Thursday, May 25, 2006

Mission: Impossible III

MISSION: IMPOSSIBLE III (J.J. Abrams, 2006)

In MISSION: IMPOSSIBLE III IMF agent Ethan Hunt (Tom Cruise) gives up field work for training new agents and intends to settle down with his fiancĂ© Julia (Michelle Monaghan). Ethan returns to active duty when he receives word that his pupil Lindsey (Keri Russell) has been captured. The rescue mission puts him in pursuit of Owen Davian (Philip Seymour Hoffman), an international information and weapons trader. Owen plans to sell some secret and presumably catastrophic technology referred to as "the rabbit’s foot", and it’s up to Ethan and his team to stop him. They interfere with the initial transaction, but Owen escapes and threatens to abduct and kill Julia for Ethan’s actions.

Director and co-writer J.J. Abrams is co-creator and executive producer of ALIAS and LOST. With MISSION: IMPOSSIBLE III he has essentially designed the most expensive episode of ALIAS ever made. Those familiar with the show will recognize his spy series’ style at work from the beginning. The pre-credits cliffhanger finds Ethan in a terrible jam that won’t be revisited until three-quarters through the film. Abrams uses genre to dress up character-based stories, so what he adds is some humanity to Ethan. The super-spy may be saving the world, but he’s also trying to save his world, one in which love of and trust in a woman are the only secure things in his life.

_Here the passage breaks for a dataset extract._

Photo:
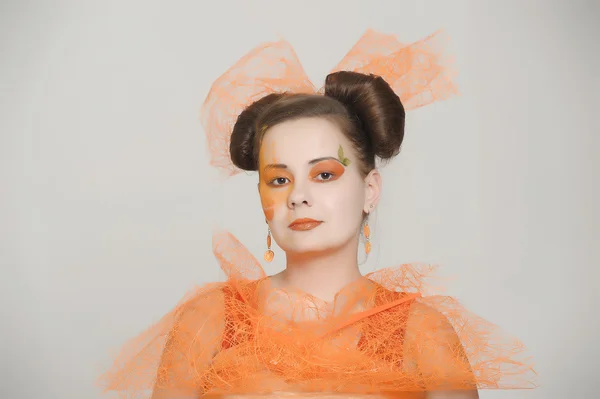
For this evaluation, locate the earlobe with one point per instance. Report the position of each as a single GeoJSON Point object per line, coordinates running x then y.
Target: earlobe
{"type": "Point", "coordinates": [372, 190]}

Abrams is also well versed in detailing complicated spy missions. In M:i:III he whisks Ethan to Berlin, Vatican City, and Shanghai and has him attempt such seemingly impossible stunts as infiltrating the Pope’s residence, using a fulcrum to swing from one skyscraper to the top of its highly guarded neighbor, and surviving missiles fired at him on a bridge. M:i:III is swiftly paced. It zips from one action setpiece to the next, which tops what we’ve just seen.

Abrams also injects a nice dose of humor into the film. Simon Pegg of SHAUN OF THE DEAD adds comic relief as the office tech expert not unlike ALIAS' Marshall Flinkman, and Laurence Fishburne’s crusty IMF director contributes some laughs too.

Cruise is a man possessed in the public eye, but it’s a quality that serves him well in this role. M:i:III goes at a breakneck pace, so there’s no time for him to waste. MISSION: IMPOSSIBLE III is the first out of the gates for the summer movie season, and it's an entertaining ride that delivers the thrills and outrageous stunts that are the hallmarks of this time of year at the multiplex.